You can make a copy as you indicate and that is certainly better than what exists now. All it really does is shorten the period over which list changes may affect the targets of the current notification, and is really not needed in my view.
The other issue that we have cleaned up in other uses is that we should not be doing any dispatches into arbitrary layers from the jgroups notification thread. The same should be done here. Notifications should be ocurring from another thread so that the jgroups stack is not blocked. -
2. Re: JBAS-2539 Deadlock in accessing DistributedReplicantMana
brian.stansberry Dec 9, 2005 12:31 AM (in response to brian.stansberry)Are you aware of any intent to use the synchronized block in notifyKeyListeners to serialize calls to the method? Or was it just there to coordinate access to the collection?
-
3. Re: JBAS-2539 Deadlock in accessing DistributedReplicantMana
starksm64 Dec 9, 2005 12:57 AM (in response to brian.stansberry)I don't know of that intent, but its a possibility. Such serialization cannot be done from the jgroups callback though.
-
4. Re: JBAS-2539 Deadlock in accessing DistributedReplicantMana
belaban Dec 9, 2005 4:14 AM (in response to brian.stansberry)I have a feeling Ovidiu or Scott fixed this (by removing the synchronization when iterating through the listeners) some time ago, are you looking at the latest code in head ?

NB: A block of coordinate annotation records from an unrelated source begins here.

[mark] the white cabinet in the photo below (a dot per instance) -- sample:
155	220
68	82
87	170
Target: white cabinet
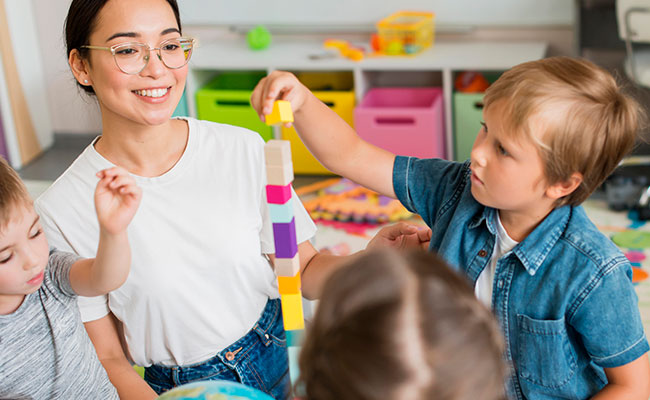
435	66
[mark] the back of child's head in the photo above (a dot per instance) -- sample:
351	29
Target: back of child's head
577	114
13	193
394	326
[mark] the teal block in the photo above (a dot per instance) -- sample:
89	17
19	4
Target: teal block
294	369
294	337
181	108
281	213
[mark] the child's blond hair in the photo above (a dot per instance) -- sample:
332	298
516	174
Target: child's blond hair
577	114
401	326
13	193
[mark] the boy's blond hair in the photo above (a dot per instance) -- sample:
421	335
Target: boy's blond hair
577	114
13	193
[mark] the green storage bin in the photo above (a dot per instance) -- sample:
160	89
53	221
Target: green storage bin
468	114
226	99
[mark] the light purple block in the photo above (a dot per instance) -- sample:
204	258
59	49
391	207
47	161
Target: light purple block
278	194
284	236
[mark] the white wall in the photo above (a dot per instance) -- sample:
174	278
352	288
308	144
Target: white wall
72	111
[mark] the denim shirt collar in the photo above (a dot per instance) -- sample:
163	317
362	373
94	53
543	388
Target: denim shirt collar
532	251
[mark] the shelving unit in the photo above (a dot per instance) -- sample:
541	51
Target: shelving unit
435	66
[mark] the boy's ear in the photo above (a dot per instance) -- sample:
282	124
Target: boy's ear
561	189
79	67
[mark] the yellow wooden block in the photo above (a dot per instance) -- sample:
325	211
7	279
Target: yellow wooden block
292	311
281	113
289	284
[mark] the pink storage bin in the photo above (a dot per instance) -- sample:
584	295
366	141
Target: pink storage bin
404	121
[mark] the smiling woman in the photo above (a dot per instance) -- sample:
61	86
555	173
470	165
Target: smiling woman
201	294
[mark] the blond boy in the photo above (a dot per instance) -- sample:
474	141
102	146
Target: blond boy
45	352
510	219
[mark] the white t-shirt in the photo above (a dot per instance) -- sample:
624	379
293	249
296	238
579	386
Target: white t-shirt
199	280
503	244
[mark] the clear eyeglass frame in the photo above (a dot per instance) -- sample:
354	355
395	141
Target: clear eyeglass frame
131	65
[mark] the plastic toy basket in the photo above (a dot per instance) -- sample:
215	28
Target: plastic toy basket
406	32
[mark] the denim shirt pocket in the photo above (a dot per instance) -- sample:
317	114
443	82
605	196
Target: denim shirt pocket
546	357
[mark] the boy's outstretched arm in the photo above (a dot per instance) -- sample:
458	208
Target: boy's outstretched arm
332	141
116	200
629	381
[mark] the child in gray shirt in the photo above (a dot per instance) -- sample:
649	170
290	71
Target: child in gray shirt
45	352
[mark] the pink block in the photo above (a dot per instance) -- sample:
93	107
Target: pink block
278	194
404	121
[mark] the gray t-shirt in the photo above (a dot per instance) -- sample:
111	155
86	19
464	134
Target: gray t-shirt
45	352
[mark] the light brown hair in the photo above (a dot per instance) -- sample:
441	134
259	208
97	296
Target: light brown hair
13	193
395	326
577	114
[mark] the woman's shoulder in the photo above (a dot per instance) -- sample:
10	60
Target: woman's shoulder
224	132
78	178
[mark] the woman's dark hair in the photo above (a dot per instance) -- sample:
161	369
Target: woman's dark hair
393	326
81	21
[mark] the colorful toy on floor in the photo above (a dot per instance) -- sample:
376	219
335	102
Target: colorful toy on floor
279	170
346	49
222	390
280	114
258	38
345	201
471	82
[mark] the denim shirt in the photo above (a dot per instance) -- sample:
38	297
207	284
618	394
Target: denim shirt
563	296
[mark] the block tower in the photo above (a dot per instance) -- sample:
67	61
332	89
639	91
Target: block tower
279	172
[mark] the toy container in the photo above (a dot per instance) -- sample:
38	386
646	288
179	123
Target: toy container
405	33
468	114
226	99
334	89
404	121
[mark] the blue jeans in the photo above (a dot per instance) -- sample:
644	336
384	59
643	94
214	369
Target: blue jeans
259	359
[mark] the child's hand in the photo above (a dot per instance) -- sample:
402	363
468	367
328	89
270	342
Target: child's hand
116	199
402	236
279	85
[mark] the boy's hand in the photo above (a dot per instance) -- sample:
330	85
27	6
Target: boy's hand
402	236
279	85
116	199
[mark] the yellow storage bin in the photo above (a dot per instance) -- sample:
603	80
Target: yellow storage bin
335	90
405	32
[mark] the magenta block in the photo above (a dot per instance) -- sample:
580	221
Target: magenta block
278	194
284	236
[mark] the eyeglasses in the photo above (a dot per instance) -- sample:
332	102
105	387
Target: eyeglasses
132	57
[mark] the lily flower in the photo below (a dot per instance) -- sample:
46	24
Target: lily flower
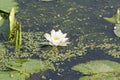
57	38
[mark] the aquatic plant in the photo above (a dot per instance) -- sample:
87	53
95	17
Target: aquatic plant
57	38
15	36
98	70
116	20
22	69
7	5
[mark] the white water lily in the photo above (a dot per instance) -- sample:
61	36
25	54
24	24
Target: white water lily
57	38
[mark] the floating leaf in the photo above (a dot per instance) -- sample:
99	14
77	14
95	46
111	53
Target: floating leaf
99	70
7	5
15	30
4	29
115	18
101	77
117	29
12	75
100	66
25	67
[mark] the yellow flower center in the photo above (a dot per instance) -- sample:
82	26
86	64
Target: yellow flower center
56	38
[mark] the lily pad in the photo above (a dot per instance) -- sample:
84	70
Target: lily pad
98	66
117	29
25	67
7	5
99	70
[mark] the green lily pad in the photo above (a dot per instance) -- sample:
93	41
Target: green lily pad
12	75
99	70
29	66
7	5
117	29
101	77
115	18
99	66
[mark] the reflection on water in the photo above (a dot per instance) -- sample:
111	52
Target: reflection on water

We could use a CopyOnWriteArray or ConcurrentReaderHashmap, then synchronization could go -
5. Re: JBAS-2539 Deadlock in accessing DistributedReplicantMana
starksm64 Dec 9, 2005 12:00 PM (in response to brian.stansberry)No, its still there. Some synchronization was removed, but I only removed the minimum required for that particular deadlock. Now its time to completely fix this.
-
6. Re: JBAS-2539 Deadlock in accessing DistributedReplicantMana
brian.stansberry Dec 9, 2005 1:36 PM (in response to brian.stansberry)OK, without objection here's what I plan to do. (This approach is colored by a desire to get fixes in 4.0.4 but limited bandwidth before the release :)
1) Punt on the issue of whether or not calls through notifyKeyListeners() need to be serialized. The effect of the current code is to only allow a single thread to flow through the method; I'm going to make the method synchronized to keep that behavior. Add a big fat TODO comment to reconsider this. Personally I doubt calls through the method need to be serialized.
2) Remove synchronization on the keyListeners collection in notifyKeyListeners(). This fixes JBAS-2539.
3) Have all calls to notifyKeyListeners() that originate from the JGroups thread go through an async handler thread. These calls are easy to isolate, as they come from special purpose methods _add() and _remove().
Another option would be to have *all* calls to notifyKeyListeners go through the async handler thread and serialize them via the queue that thread processes, but then I'm adding asynchronous behavior to local calls, and right now don't have the bandwidth to properly consider implications of that. -
7. Re: JBAS-2539 Deadlock in accessing DistributedReplicantMana
belaban Dec 9, 2005 2:36 PM (in response to brian.stansberry)We already have an async handler somewhere else, maybe there's some common code to be refactored ?
E.g. a service that can be used by all subsystems emitting notifications
E.g. a notification service, with its own thread pool ?
I son't suggest this needs to be done now, but at least we should put a JIRA issue on it. -
8. Re: JBAS-2539 Deadlock in accessing DistributedReplicantMana
adrian.brock Dec 9, 2005 3:07 PM (in response to brian.stansberry)"bstansberry@jboss.com" wrote:
OK, without objection here's what I plan to do. (This approach is colored by a desire to get fixes in 4.0.4 but limited bandwidth before the release :)
4) Write a stress test that excercises the problem.
That way you won't have to fix the problem again in 6 months time. :-) -
9. Re: JBAS-2539 Deadlock in accessing DistributedReplicantMana
starksm64 Dec 9, 2005 6:45 PM (in response to brian.stansberry)The minimum change I want to see is an asych handoff to a notification thread so that the jgroups stack is not blocked. Its got be trivial to design a key notification listener that turns around and causes a deadlock by modifying a distributed key either directly or indirectly.
Mark the issue as critical and until this has been tested the release does not go out.